A great review of our pBone mini by the fantastic Dudley Bright – Principal Trombone of the London Symphony Orchestra and Professor of Trombone at the Royal Academy of Music.

One can be genuinely excited at the prospect of an alto version of the phenomenal plastic pbone. The possibilty of getting a trombone into even smaller hands can only be a good thing for the future health of the ‘boning community. Quite apart from the modest price ticket, it’s colour and size endears it to anyone, and the sight of really small people finding early steps towards taking the place of our ‘bone idols’ makes it a ‘must have’. As with its big brother, it is not a toy but a real trombone built almost entirely of high quality durable plastic.
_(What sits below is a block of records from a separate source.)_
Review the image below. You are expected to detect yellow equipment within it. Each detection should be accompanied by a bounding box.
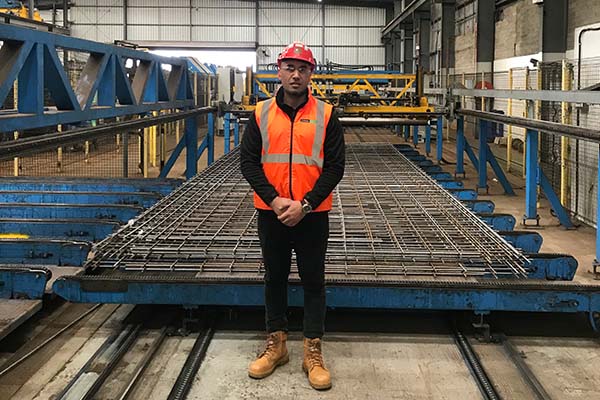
[0,1,43,21]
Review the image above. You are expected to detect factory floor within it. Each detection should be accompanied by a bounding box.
[2,126,600,399]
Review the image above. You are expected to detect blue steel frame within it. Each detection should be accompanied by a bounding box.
[0,24,234,180]
[0,24,194,132]
[52,279,600,331]
[159,112,241,179]
[523,129,574,228]
[455,115,572,228]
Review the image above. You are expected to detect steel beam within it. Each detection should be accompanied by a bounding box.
[52,279,600,322]
[382,0,429,36]
[0,239,90,266]
[0,204,142,224]
[459,108,600,145]
[0,107,215,160]
[454,89,600,106]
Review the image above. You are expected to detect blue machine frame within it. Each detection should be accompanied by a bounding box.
[0,24,194,132]
[454,116,573,228]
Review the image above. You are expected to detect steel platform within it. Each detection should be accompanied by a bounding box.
[52,144,600,326]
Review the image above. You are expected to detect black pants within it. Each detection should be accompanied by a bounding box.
[257,210,329,339]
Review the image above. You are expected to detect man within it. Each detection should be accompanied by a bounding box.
[240,42,345,390]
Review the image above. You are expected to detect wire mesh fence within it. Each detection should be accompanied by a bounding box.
[447,57,600,227]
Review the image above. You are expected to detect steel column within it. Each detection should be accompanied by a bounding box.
[207,113,215,166]
[456,116,465,176]
[404,125,410,141]
[233,116,240,147]
[224,113,231,154]
[478,119,488,191]
[436,118,443,163]
[425,123,431,155]
[185,116,198,179]
[524,129,539,223]
[412,125,419,147]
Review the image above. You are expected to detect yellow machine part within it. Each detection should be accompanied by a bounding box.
[0,233,30,239]
[0,4,43,21]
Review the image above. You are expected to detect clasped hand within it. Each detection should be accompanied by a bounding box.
[270,196,305,227]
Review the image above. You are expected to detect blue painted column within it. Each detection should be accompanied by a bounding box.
[478,119,487,191]
[525,128,539,220]
[224,113,231,154]
[456,116,465,176]
[185,116,198,179]
[413,125,419,147]
[404,125,410,141]
[436,118,443,163]
[207,113,215,166]
[394,125,400,136]
[425,123,431,155]
[233,116,240,147]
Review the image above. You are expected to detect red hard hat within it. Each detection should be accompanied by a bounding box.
[277,42,316,68]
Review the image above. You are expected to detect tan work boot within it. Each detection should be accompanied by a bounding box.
[248,331,289,379]
[302,337,332,390]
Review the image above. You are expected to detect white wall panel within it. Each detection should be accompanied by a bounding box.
[192,7,254,25]
[162,0,189,7]
[96,24,124,42]
[192,7,226,25]
[325,6,385,27]
[68,0,385,68]
[75,0,100,6]
[161,8,191,25]
[357,28,382,46]
[128,7,160,25]
[71,6,98,25]
[96,7,123,25]
[325,46,385,66]
[325,28,381,46]
[97,0,125,6]
[325,28,355,46]
[258,26,321,48]
[71,24,123,42]
[259,7,320,27]
[129,25,160,40]
[224,26,255,42]
[129,0,160,6]
[71,24,97,41]
[223,8,255,25]
[194,0,253,7]
[192,26,227,42]
[159,26,191,41]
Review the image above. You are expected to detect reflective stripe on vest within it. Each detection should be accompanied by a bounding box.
[259,100,326,168]
[259,97,275,154]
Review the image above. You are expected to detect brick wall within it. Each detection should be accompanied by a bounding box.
[454,32,476,73]
[494,0,541,60]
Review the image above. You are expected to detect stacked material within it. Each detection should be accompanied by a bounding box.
[86,144,529,283]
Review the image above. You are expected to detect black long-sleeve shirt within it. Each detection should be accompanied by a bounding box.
[240,89,345,210]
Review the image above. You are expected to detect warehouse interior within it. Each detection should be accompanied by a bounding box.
[2,0,600,398]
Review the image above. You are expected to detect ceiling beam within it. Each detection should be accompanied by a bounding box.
[381,0,431,36]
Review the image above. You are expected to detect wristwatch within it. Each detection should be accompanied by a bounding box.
[301,199,313,214]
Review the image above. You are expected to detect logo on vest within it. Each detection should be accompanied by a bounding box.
[299,118,317,124]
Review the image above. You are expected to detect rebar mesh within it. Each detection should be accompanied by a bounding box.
[86,144,530,283]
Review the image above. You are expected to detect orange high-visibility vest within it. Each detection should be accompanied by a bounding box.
[254,94,333,211]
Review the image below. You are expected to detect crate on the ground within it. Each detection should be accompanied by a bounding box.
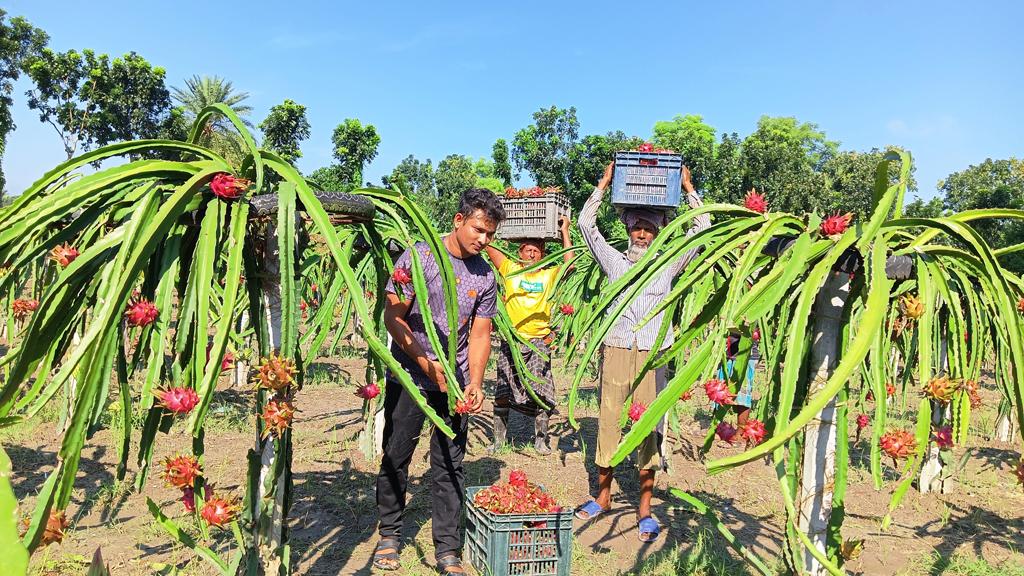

Pitched in Eb a fourth higher than a tenor trombone, the slide positions are much shorter and thus can be reached by the shortest arms. With its small plastic mouthpiece, beginners can produce their first notes effortlessly with a sound that is full and even: if anything the response is better than the larger pbone, particularly in the low register. The slide is light and free although not especially quiet! One suspects this is inevitable with the combination of some kind of carbon fibre employed for the outer slide and brass stockings at the end of the inner slide. Although the company points out that lubrication is not necessary, it will be found that carefully applied slide cream and water will improve not only the action but also the sound quality, particularly in the low register, due to improved air tightness.

Although the pbone mini is unlikely to be totally indestructible (I didn’t try it) it will be more durable than a metal one would be in the featherlite black bag supplied. This little marvel would seem to be very similar in bore and bell size to the tenor pbone which probably explains the warm full sound and easy note production which is likely to encourage and maintain initial enthusiasm. The more discerning player will find that the sound is fairly even across the whole register and that the basic harmonics are quite well in tune (for an alto) and for you ‘bell-ticklers’ out there – yes, 3rd position is in the right place! I would say that for an already competent tenor trombonist it would serve extremely well as an inexpensive introduction to the alto trombone, but I suspect it may sound quite dull in a section of brassbones. Replacing the plastic mouthpiece with a stock Bach 7C or Wick 9BS improves things considerably. But as a soloist, the pbone mini sounds easy, pleasant and tuneful and that’s not to be sniffed at.